While this inference stage may be the simplest to analogize, it is by no means technically easy. Delivering a coherent answer that fits the situation and needs is yet another knob that the AI models can turn to make themselves more useful. Claude’s model embodies this complexity quite well by presenting four choices – normal, concise, explanatory, formal – for the users to choose when receiving a response.
Much like human exams, some questions, like essay questions, want you to elaborate and share all the details you know. Other questions, like multiple choice, just want a concise, pithy response.
Time Limit and Benchmarking
A few more words to extend the exam analogy along two other directions: time limit and benchmarking.
Even though test-time compute is all the rage right now, AI still cannot take forever to answer questions, just like how an open-book exam still has a time limit. The tradeoff between answer quality and accuracy versus the time it takes to get to that answer will be the linchpin to how much AI can proliferate and be adopted in the real world. Getting this tradeoff right goes to the heart of user experience, where the speed of thinking and delivering quality answers still matters, which means the speed of computation is still an important factor.
Benchmarking, which every new AI model inevitably excels in when it is released, is kind of like knowing the questions ahead of taking the exam. This does not mean that scoring high on benchmarks is useless information. After all, just because you know the question in advance does not mean you can answer the question. But knowing the questions in advance lends itself to fine-tuning models to score well on certain benchmarks. That said, it’s rarely possible to excel at all known benchmarks because everything is a tradeoff. So whenever you see an impressive benchmark score, put it in context, view it appropriately, and be aware that the practice of “benchmarketing” is as old as time. The AI industry is not immune to it.
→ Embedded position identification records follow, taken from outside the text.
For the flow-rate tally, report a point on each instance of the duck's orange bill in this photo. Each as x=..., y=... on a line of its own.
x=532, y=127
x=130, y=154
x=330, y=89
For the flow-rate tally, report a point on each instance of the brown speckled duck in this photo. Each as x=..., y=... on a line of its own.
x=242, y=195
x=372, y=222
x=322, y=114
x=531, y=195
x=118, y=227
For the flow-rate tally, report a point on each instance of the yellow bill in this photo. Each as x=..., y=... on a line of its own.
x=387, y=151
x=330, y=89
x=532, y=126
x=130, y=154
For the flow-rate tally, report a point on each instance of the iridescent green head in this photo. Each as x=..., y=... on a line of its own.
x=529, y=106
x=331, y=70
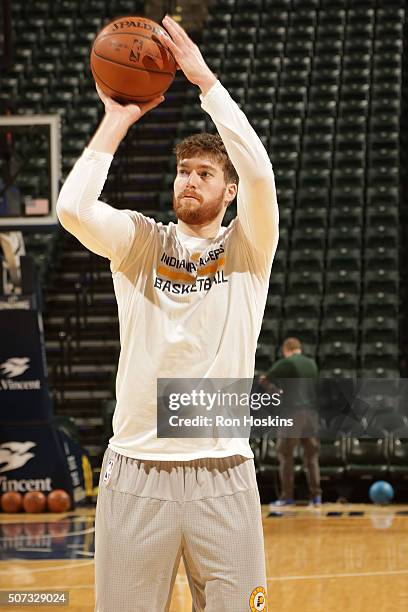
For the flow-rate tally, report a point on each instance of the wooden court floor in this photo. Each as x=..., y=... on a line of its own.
x=339, y=558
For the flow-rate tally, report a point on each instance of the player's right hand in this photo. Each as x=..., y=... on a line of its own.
x=129, y=113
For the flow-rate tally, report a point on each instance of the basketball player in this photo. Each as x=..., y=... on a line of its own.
x=301, y=374
x=191, y=298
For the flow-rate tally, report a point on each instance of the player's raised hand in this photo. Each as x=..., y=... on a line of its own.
x=187, y=55
x=129, y=113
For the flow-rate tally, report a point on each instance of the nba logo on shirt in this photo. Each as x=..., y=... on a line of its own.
x=108, y=471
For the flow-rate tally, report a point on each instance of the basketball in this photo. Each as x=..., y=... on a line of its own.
x=58, y=501
x=11, y=502
x=127, y=64
x=381, y=492
x=34, y=502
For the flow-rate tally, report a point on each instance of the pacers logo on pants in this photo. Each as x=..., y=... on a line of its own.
x=108, y=471
x=257, y=601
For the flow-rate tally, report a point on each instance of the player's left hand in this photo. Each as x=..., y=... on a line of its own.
x=187, y=54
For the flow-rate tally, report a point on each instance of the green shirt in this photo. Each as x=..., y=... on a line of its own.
x=300, y=391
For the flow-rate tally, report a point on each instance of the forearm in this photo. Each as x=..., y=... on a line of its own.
x=110, y=133
x=244, y=147
x=101, y=228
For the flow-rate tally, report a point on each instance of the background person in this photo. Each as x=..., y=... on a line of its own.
x=297, y=375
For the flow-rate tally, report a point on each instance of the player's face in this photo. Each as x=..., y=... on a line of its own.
x=200, y=191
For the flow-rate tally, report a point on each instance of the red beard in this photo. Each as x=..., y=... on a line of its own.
x=194, y=211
To AI academics and researchers who are in the weeds of building frontier AI models, I hope my human exam-taking analogies do not gloss over too many salient details, and they illuminate more than they obscure.
For people who have a stake in AI – investors, policymakers, enterprise adopters, everyday users – but don’t work intimately on the training or development of AI models and find all the jargon confusing, I hope my analogy can serve as a solid grounding that you can recall and relate to in your own life, every time the discussion gets too noisy.
Just remember, whenever you interact with an AI system, it is taking either a closed-book exam (non-reasoning model) or an open-book exam (reasoning model). The exam questions are your requests. No more, no less.